And although they only managed that aforementioned one victory, there were equal part positives as there were negatives in their play. Here, we look at a handful of those features.
POSITIVE: Let's get physical
At the start of the year, there was genuine concern regarding the scrummig prowess of the men from Doornfontein. During Super Rugby proper, it lacked the grunt and the physicality to outmuscled the opposition, and an old weapon used with devastating effect in years previously was now lost.
That was not the case this past month - the bolstering of the forward pack saw the Lions outscrum much more fancied, and Springbok-laden, outfits, especially against the Sharks and the Stormers.
That new found grunt - powered by Sti Sithole and Carlu Sadie - also extended into their general play, where they were abrasive when required, but still athletic when called upon.
Their defence, an Achilles' heel earlier this year, was brutal and unyielding at times, and was only breached through moments of exceptional play.
NEGATIVE: Moments of weaknesses
The breakdown was a major failing on the Lions' part - losing that contact area at critical moments in all their loses. The lineout also misfired at times, while their maul did not have the desired impact when it did form. At times, their dominant scrum gave up the ghost, overturning hard labour won previously. All improved as the tournament progressed but there remains much work to do to refine these areas
POSITIVE: Youngsters on the rise
Make no mistake, this is a young Lions team. The loose-trio, mostly enlisting Vincent Tshituka, Len Massyn and MJ Pelser, are all under 23-years. Marvin Orie is 25. His lock partner Ruben Schoeman 24. The oldest player in their pack was Jaco Visage at 28, when the likes of Willem Alberts, Jaco Kriel and Ruan Dreyer were not available, which was for most of their matches.

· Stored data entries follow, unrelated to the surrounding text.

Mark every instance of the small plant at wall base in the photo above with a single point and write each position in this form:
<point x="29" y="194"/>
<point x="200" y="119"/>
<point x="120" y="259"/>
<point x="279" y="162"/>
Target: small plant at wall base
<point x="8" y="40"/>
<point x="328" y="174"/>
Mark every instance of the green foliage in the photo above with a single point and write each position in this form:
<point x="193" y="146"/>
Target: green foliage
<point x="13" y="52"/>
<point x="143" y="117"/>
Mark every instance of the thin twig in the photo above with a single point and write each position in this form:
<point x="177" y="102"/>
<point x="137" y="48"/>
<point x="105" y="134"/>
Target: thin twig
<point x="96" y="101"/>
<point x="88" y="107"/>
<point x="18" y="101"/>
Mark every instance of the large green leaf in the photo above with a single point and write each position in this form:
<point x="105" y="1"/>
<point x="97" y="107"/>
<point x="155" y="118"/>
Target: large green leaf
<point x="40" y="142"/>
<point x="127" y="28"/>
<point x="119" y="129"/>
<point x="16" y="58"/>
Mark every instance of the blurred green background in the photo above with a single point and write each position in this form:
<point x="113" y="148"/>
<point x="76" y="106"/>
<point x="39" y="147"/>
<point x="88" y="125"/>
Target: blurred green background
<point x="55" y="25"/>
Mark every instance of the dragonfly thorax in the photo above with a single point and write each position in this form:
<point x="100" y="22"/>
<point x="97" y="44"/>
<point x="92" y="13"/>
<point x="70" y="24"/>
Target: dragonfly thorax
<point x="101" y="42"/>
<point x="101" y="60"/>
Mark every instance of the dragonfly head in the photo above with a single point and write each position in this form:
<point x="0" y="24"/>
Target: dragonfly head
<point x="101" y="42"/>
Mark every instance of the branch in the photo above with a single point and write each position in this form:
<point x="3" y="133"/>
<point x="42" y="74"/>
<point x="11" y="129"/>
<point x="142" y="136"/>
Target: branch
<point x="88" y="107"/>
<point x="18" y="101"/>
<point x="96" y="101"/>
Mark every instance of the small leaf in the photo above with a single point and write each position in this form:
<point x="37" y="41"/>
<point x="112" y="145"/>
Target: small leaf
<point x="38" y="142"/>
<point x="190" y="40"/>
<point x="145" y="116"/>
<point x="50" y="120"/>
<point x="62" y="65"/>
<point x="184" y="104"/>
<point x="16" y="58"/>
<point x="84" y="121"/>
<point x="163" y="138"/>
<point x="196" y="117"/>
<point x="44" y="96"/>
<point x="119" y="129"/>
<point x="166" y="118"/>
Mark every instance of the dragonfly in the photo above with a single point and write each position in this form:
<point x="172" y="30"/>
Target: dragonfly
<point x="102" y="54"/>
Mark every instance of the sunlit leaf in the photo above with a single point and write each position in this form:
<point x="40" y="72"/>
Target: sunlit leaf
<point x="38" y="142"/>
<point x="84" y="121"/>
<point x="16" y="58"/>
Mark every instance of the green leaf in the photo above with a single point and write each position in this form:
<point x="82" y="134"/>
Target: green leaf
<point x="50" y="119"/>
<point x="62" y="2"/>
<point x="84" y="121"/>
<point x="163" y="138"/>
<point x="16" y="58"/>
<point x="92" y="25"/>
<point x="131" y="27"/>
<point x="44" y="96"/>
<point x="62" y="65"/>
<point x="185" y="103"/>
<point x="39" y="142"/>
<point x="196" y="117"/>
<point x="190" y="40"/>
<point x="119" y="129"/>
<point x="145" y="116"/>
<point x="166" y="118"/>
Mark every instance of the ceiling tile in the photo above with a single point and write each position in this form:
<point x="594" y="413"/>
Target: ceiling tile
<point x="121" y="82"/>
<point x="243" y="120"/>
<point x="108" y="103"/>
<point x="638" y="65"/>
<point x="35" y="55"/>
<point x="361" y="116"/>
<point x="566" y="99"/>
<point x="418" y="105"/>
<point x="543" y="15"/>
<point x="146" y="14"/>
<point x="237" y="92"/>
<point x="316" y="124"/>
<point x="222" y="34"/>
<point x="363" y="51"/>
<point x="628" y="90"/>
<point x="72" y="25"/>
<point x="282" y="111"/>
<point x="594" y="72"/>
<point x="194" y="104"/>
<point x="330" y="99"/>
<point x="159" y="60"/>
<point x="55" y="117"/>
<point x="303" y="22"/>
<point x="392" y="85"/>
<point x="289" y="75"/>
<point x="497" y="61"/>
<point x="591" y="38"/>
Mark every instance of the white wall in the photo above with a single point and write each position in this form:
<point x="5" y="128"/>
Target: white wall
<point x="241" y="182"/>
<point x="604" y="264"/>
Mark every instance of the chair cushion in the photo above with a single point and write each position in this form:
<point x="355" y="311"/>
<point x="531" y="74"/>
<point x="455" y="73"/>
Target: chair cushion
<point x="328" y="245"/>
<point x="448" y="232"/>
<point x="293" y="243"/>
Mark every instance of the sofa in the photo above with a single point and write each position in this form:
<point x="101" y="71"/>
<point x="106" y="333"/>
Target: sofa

Likewise, their backline is packed with youngsters, and inexperienced players still finding their footing, and with many more years of service under the hood. Wandisile Simelane, only 22-years-old stood out, while before his long-term injury, Gianni Lombard showed his credentials as a future star. EW Viljoen, Dan Kriel, Rabz Maxwane and Burger Odendaal, who have a bit more mileage on the clock, are all still under 27-years-old.
All of them showed moments of brilliance and if they stay fit, remain at the Lions and maintain and build on their form, the Lions backline will become one of the most dangerous in the local game.
NEGATIVE: Moments of weakness
Against the Sharks, Stormers and Bulls, the Lions were in it to win it, but ultimately lost within seven points - and it can certainly be argued that against the coastal teams Van Rooyen's outfit should have pulled off a victory over what can only be described as undercooked and poorly performing opposition.
In both those matches, it was the decision making that let down the Lions. It certainly cost them a potential victory against both those teams in the final moments of both those games. Against the Sharks they scrummed when a lineout would have been a better option, and against the Stormers they rumbled forward only not to protect their possession.
Against the Griquas, who they defeated handedly, they allowed a 20 minute-plus period to swing positively in the direction of the Kimberley-based side, and that lack of concentration reared its ugly head again against the Bulls at the start of the second half, opening the door for the Pretoria team to build pressure and ultimately snuff out any chance of victory.
It is never pleasant to call out a player on his deficiencies but ultimately the blame unfortunately falls on captain Elton Jantjies whose live-time decision making needs still to be perfected. Luckily, the veteran and world cup winner has admitted to still learning his part.